The thing is, I have some symbols in the Apple Symbols font that I need to import into my document. When the spreadsheet is exported as UTF-8, the file imports, but the symbols don't print correctly, but they show up correctly in Textwrangler. I found, through trial and error, that if I create the CSV file using the plain "Unicode" setting, then open it up in Textwrangler, it shows up as "Unicode UTF-16". I then import this data source into InDesign CS2, using the options "Unicode" and "PC", and it works perfectly.

I'm on Mac OS X 10.5.8 Intel.

Report · Feb 10, 2015

Yesterday I had the same problem on my Mac. Because of polish letters like: ą, ę, ś, ź, ż I needed to find a solution. I tried to import csv file into InDesign CC and importing as Unicode UTF-8 didn't work. Finally i tried OpenOffice with exporting csv file with classic Unicode with no extension and it works great with InDesign.

In my opinion this problem should be fixed by Adobe because it is more than a year when it exist. Or at least it should be described in Help.

Report · Feb 10, 2015

Try to use a tab stop separated txt file instead of a coma separated CSV file. When I work on the Mac in German I have the same problems with CSV, with TAB it works fine. I use always unicode UTF 16 as this supports Eastern European Characters like polish additional to or Western Languages like English or French.

Report · Feb 12, 2015

Thank you Willi Adelberger‌ but as you can see I already fixed this problem with using Open Office and export to Unicode without UTF-8 or UTF-16.

Report · Jun 30, 2015

Thankyou to the above answers to use a unicode UTF-16 csv file instead of UTF-8.

I had the similar problem of quotation marks appearing incorrectly when imported InDesign via Data Merge, .

I made the csv in Numbers on a Mac which defaults to UTF-8.

When I changed this to Unicode UTF-16 and used the InDesign import options 'Comma, Unicode, PC' the quotation marks appeared correctly in the merged pdf file made by InDesign .

Report · Jan 10, 2016

This is also how I do it

1. Export CSV from Google Sheets.

2. Open the csv file in Numbers . (check for any empty columns in design will report these as nulls)

3. Export to CSV...

4. Open the Advanced disclosure triangle

5. Choose UTF-16

Import into InDesign... and merge file.
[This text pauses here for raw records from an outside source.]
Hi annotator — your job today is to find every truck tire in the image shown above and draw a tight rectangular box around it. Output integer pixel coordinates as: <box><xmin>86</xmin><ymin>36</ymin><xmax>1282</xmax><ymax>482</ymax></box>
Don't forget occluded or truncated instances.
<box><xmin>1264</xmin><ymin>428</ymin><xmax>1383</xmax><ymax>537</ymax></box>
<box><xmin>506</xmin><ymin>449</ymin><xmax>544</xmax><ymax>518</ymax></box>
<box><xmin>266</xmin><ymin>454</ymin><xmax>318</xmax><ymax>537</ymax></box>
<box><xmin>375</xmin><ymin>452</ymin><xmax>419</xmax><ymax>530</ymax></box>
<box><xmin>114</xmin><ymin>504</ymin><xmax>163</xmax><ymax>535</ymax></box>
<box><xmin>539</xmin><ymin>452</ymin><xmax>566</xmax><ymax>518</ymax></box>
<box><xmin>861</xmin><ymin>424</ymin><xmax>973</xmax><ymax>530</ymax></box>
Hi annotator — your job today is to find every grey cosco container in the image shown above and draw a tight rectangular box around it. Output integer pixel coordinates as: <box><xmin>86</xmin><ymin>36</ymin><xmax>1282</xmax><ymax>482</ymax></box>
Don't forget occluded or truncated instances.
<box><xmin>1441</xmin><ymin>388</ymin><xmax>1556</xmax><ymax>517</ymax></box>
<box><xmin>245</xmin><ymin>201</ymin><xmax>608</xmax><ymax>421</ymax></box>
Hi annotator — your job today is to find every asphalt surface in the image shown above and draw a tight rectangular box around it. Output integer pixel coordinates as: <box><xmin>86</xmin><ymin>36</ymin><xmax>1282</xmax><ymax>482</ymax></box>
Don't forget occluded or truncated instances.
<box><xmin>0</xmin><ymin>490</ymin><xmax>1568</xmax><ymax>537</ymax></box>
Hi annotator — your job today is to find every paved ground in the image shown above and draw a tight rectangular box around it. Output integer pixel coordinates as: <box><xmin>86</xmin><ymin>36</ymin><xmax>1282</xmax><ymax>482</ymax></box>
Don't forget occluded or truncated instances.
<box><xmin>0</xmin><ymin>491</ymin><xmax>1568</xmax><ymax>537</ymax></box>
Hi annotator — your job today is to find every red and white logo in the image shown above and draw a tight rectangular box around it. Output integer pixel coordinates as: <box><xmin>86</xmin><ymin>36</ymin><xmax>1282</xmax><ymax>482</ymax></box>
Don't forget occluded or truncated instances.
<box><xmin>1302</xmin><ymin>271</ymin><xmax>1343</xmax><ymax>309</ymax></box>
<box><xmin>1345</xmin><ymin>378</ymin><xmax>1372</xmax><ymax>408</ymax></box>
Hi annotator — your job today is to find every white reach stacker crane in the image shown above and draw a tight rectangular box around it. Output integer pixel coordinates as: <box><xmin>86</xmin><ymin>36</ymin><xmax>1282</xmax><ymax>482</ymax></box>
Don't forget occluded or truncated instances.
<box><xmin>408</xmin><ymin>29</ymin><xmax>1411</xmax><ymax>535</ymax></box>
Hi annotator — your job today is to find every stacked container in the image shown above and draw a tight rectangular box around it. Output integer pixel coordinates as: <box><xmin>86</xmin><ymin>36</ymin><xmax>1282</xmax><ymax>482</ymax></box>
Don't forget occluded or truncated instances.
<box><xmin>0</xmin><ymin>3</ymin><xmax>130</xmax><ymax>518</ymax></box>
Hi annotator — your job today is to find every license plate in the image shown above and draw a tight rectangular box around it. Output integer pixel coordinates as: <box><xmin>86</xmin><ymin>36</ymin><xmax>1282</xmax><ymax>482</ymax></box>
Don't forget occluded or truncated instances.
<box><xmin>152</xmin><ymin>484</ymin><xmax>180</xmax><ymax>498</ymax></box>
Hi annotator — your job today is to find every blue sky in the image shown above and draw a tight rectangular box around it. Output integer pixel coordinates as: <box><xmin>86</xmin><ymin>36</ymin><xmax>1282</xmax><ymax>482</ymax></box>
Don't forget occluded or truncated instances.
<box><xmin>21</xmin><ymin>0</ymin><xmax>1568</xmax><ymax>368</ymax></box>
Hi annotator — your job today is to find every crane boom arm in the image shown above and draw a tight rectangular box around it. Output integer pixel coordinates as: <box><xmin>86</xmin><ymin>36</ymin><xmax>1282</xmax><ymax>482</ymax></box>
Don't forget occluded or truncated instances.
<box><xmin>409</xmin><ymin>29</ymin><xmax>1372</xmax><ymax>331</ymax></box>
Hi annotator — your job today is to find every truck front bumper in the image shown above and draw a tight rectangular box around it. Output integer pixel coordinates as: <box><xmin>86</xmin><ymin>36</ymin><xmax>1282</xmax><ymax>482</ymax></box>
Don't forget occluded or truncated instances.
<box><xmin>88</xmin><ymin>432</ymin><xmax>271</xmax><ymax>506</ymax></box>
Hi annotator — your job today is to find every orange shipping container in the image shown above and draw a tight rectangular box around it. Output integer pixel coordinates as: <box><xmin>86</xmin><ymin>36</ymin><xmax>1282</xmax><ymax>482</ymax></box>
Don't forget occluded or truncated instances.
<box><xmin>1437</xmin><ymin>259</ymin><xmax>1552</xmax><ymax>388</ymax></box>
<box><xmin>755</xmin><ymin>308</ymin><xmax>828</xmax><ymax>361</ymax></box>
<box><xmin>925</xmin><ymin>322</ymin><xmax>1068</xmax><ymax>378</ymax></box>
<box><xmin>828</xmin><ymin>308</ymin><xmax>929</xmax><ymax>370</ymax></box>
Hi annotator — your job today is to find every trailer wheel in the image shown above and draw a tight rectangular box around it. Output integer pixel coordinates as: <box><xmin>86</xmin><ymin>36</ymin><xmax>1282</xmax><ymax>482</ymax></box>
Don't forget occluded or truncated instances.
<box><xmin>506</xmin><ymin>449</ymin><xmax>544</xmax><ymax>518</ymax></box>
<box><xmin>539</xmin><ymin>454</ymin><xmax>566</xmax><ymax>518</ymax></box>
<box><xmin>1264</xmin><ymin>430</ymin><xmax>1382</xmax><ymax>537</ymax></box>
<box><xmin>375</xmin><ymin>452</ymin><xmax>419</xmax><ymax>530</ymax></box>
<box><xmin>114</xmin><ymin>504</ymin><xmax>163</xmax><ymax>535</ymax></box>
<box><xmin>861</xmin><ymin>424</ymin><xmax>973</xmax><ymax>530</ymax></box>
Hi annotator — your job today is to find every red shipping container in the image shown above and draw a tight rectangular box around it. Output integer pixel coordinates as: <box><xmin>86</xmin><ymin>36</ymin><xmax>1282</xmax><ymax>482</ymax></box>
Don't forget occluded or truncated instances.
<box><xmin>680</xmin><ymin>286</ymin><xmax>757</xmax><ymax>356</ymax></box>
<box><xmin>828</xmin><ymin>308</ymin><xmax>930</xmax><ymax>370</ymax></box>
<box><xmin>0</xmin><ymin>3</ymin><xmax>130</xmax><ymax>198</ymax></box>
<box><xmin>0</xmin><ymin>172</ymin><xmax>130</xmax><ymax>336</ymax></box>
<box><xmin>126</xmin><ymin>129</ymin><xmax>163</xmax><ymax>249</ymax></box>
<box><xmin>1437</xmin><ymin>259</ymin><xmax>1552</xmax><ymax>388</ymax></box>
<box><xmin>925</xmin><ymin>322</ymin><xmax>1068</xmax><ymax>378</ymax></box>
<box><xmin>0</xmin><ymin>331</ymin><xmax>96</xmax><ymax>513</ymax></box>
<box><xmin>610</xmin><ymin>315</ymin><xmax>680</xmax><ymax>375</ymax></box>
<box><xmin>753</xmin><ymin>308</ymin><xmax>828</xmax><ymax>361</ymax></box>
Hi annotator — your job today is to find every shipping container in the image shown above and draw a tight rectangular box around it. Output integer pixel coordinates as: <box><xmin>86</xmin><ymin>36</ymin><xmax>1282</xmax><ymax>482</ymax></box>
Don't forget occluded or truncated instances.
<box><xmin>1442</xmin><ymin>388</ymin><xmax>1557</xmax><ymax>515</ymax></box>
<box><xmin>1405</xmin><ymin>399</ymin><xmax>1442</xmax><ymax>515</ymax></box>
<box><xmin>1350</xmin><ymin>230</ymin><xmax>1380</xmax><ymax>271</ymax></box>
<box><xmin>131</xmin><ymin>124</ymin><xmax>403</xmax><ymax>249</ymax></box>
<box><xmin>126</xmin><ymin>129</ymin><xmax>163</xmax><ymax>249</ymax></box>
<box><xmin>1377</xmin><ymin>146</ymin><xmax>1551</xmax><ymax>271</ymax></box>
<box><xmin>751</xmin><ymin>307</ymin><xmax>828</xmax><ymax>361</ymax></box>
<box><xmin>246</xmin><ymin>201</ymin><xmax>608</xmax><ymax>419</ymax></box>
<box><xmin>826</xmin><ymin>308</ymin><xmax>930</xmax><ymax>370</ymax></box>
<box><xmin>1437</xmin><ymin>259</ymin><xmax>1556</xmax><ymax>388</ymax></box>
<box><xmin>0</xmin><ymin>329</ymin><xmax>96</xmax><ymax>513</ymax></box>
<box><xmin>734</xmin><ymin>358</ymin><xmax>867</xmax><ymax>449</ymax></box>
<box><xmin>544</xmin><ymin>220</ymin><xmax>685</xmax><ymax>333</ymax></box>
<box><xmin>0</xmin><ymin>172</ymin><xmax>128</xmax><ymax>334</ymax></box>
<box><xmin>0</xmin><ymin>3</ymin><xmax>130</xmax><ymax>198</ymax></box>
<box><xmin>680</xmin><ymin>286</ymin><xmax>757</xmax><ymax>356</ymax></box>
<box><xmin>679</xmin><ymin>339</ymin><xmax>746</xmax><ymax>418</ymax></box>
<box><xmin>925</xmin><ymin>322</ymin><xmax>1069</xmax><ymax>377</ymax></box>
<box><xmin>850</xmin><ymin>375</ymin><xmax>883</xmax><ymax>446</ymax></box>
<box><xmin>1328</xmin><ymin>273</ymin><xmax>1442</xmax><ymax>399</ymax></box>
MY ISSUE was the use of Arabic characters in the document that did not show correctly with UTF-8, but also that Indesign Failed to open the file.

Report · May 18, 2015

It needs to be saved as UTF-16 with the BOM preserved.

For Mac, export as CSV and then open it in TextEdit, Sublime Text or a similar editor that can save in different encodings. In TextEdit you need to hold option while clicking File and then selecting Save As ... and then selecting Unicode (UTF-16) as the encoding

In Windows use Notepad or a similar editor.

Report · Oct 07, 2015

When using data merge always ensure your targeted data base file is closed!!

Data merge will not work if the targeted file is open in the original program

Report · Sep 21, 2016

Hi,

The easiest way that i have discover just, if you are merging data from excel to csv and your file supports unicode-8 or unicode-16 characcters dont try to save file in csv first save as file in unicode-16.txt format than rename it and change files extension in csv.

when you rename this file and open in texteditor or notepad it change the character, when you merge data in ID it shows correct data.